高架下の男
松元嬉々
高架下の男
その男との出会いは、突然でした。
当時の私は仕事が忙しく、朝の6時には出勤し、深夜に帰宅するという生活が続いていました。
いつもと変わらず自宅近くの高架下に差し掛かったとき、街灯もない暗い中、壁に寄りかかって座っていた男に、いきなり話しかけられました。
「時間をもらっていただけませんか」
最初は何を言われたのか理解できず、聞き返すと、
「ですから、私の時間を1日のうち4時間ほどあなたに差し上げます。対価はいただきません」
「言っている意味がよく・・・」
男が私の言葉を遮るように続ける。
「私は、実は病気で、仕事をすることができず、特に趣味も持たず、家族も持たないので、独りぼっちで、孤独な時間が多すぎて困っているのです。忙しそうなあなたなら、私の孤独な時間を有効に使っていただけると思います。
私もあなたに時間を差し上げることで、孤独感に苦しむ時間を少しでも少なくできます。
お願いできませんか」
男が言うには、男の両肩に手を置き、額を合わせることで男の持つ時間を私に譲渡できるらしい。
あまりにも懇願されたため、本当のこととは到底思えないが、男の切迫性を受けて、人助けのため、と思い応じることにした。
「はい、これであなたに私の時間が譲渡されました。あなたにとっての1日は28時間となりました。
昼の12時きっかりにあなた以外の方の時間が止まり、4時間経てば元の時間の流れに戻ります。
ちなみに私1日の時間は20時間となります。
ただし、1日に1回夜中にここに来てください。
時間の譲渡は従量制で、1回の譲渡では1日分しかお渡しすることができません」
「わかりました、お身体に気をつけて」
翌日、私は少しだけドキドキしながら通常通り出勤し、仕事をし、昼の12時を待った。
男の言う通り、12時きっかりに私以外の人間が動かなくなり、明らかに時間が止められたことが分かった。
4時間後、時計は12時1分1秒を刻み、時間は元の流れに戻った。
与えられた4時間、私は何もすることなくぼうっとしていた。仕事のシステムも全て停止しているため、4時間の間に仕事を進めることもできず、もちろん誰とも話をすることもできず、何か心に寂しさのようなものが残った。
その日の夜も、高架下の男のところへ向かった。
「有意義に過ごせましたか?」
男が言う。
「今日はあまり・・・明日はうまく過ごせるようにします」
次の日も、また次の日も、来る日も来る日も私は同じように男の時間をもらい、なんとか有意義に過ごせるように考えたが、やはり、誰とも接することの無い4時間は、とても寂しいものだった。
4時間どころではない男の孤独を想うと、切ない気持ちになった。
私にとっても、その4時間は、とても孤独で苦しい時間になっていた。
そして時間を男からもらい始めて6日目の夜、もう時間をいただくことはやめにしますと男に伝えるため高架下に向かうと、そこには男の姿は無かった。

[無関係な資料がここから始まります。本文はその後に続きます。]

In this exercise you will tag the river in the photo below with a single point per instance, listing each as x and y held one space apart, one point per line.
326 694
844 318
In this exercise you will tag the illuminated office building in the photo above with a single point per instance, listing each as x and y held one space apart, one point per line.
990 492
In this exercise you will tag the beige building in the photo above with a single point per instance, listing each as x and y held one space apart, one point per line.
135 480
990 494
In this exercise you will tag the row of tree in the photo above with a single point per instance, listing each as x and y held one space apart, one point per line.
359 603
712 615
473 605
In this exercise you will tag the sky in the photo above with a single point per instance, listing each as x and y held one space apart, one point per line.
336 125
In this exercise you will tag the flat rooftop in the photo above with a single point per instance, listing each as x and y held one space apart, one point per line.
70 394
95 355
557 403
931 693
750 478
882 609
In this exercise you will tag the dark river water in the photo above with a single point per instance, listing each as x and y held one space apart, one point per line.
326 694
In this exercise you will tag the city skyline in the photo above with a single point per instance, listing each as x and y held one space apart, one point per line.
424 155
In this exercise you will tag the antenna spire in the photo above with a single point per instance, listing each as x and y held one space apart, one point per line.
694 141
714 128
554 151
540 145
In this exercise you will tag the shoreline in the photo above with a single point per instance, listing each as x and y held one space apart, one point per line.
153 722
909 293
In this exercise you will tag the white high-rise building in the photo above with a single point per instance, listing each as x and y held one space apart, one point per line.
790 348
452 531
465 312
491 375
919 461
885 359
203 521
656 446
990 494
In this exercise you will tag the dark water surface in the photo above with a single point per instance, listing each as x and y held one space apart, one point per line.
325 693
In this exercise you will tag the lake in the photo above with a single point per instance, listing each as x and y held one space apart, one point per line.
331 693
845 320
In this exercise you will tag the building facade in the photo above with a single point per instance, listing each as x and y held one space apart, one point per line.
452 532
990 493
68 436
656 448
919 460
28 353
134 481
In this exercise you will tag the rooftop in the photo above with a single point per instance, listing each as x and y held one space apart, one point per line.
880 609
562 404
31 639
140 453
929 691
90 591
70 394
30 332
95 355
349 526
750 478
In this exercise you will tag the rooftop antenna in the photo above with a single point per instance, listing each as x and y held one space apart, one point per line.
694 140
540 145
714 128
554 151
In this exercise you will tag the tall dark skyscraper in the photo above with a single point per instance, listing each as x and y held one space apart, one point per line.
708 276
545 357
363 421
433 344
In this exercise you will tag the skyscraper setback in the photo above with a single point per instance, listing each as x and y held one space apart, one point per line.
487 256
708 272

代わりに白い封筒に入った手紙が壁に立てかけてあった。
そこには男から私への言葉が綴られていた。
「私は、あなたにお会いしたとき、既に余命が1週間、つまり時間で表すと168時間程と決められていた身でした。世の中に何の貢献もできなかった私の人生ですが、最後の1日を誰かにお渡しすることで、安らかな気持ちで死にゆくことができるのではないかと思い、この方法を思いつきました。
まさか本当に上手くいくとは正直思っていませんでしたが・・・あなたは毎晩私のところへ来てくれました。神様がいるのであれば、最後の私のわがままを実現していただいたことと、あなたとの出会いを与えてくださったことに感謝しようと思います。
あなたが夜中に来てくださるのを待っている時間は、私に染み付いた孤独感を丁寧に和らげてくださいました。
もう二度とお会いすることはできませんが、お付き合いいただいたことに感謝致します。
最後になりました、明日からは、またあなたは通常の時間の中で生きていくことになるでしょう。
腹が立つことや悔しいこともあるでしょうが、それも含めて、人とのつながりを大切にしてください。
どの要素も、あなたが独りで生きているわけではないという証明です。
本当に楽しい時間を、そして私のわがままな24時間を受け取っていただき、ありがとうございました。
それでは」
私は手紙を閉じることができず、しばらく男の居た場所に立ち尽くした。